Bessiere wrote:Such a tragic missed opportunity this film was. Many will find it infuriatingly inaccurate as formations don't exist and battles like Waterloo are fought from trenches. ... Ridley Scott is no longer the man of vision he once was and his attitude towards historians deplorable.
I totally agree!
Initially, I wasn’t sure if I would want to see this movie, but meanwhile, after I’ve read so many reviews, I have made up my mind: Definitely not!
And since I know only too well how Ridley Scott transformed Roman history into a big heap of garbage, I wasn’t surprised the least that he now did the same with Napoleonic history.
I know, “Gladiator” has a lot of fans, but for me it was an utter disappointment, even though I had not very high expectations before I watched it.
The opening scene, the battle, is full of absurdities, and from there on, it only gets worse.
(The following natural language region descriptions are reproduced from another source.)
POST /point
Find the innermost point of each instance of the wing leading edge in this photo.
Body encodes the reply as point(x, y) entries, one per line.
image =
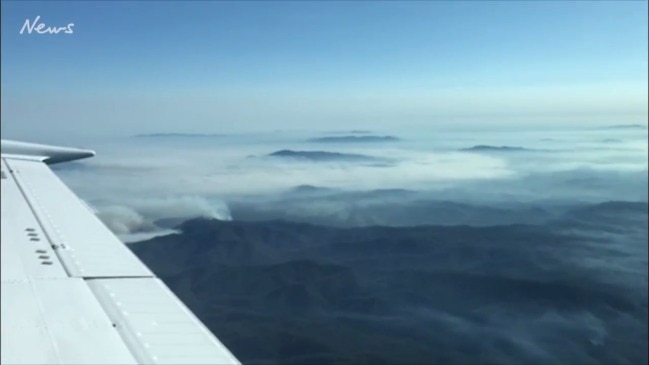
point(72, 293)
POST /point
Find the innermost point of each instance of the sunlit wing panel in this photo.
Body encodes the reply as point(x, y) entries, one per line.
point(84, 244)
point(72, 293)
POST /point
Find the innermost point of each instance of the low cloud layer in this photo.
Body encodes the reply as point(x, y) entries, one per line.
point(134, 182)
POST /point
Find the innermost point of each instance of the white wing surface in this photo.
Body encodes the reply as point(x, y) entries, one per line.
point(72, 293)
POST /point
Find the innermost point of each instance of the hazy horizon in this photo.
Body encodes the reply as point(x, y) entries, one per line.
point(226, 67)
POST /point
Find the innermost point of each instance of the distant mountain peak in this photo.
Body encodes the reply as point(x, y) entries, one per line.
point(354, 139)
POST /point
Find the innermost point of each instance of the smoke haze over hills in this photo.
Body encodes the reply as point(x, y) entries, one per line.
point(436, 255)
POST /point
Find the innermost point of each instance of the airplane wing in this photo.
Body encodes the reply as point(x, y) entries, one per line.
point(72, 292)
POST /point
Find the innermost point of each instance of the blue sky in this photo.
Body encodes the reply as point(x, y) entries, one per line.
point(137, 67)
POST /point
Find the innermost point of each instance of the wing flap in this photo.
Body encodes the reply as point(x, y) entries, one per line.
point(84, 244)
point(160, 329)
point(73, 293)
point(57, 322)
point(31, 255)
The political framing of the transition from Marcus Aurelius to Commodus and of Commodus’ reign is completely wrong. They even weren’t able to invent a proper Roman name for the main character – “Maximus Decimus Meridius” is just garbled Latin of the “Romanes eunt domus” brand. It is the same strange desire to distort history that is obviously at work in Scott’s “Napoleon”.
Well, Gladiator is not about the intricacies of Roman politics, one might say, it is mainly about gladiators. Right, but here the movie is a total failure, too: One has the feeling that they put an enormous amount of effort into getting EVERY aspect of gladiatorial combat wrong. They even had hired Kathleen Coleman, a classical scholar, only to completely ignore any of her advice – in the end, she insisted on having her name removed from the movie credits. I would be not surprised at all when the same kind of historical expertise had been requested and then neglected for Napoleon, too.
k.b. wrote: What a huge disappointment Ridley Scott has become in his old age. To think that one and the same person was able to begin his career with the brilliant film the Duellists to perhaps his swan song on the life of no less a man than Napoleon Bonaparte.
And to make things worse, “Prometheus” and “Alien: Covenant” aren’t good either and make no sense at all as prequels (or sequels or whatever) of Scott’s fantastic original Alien movie… Sad.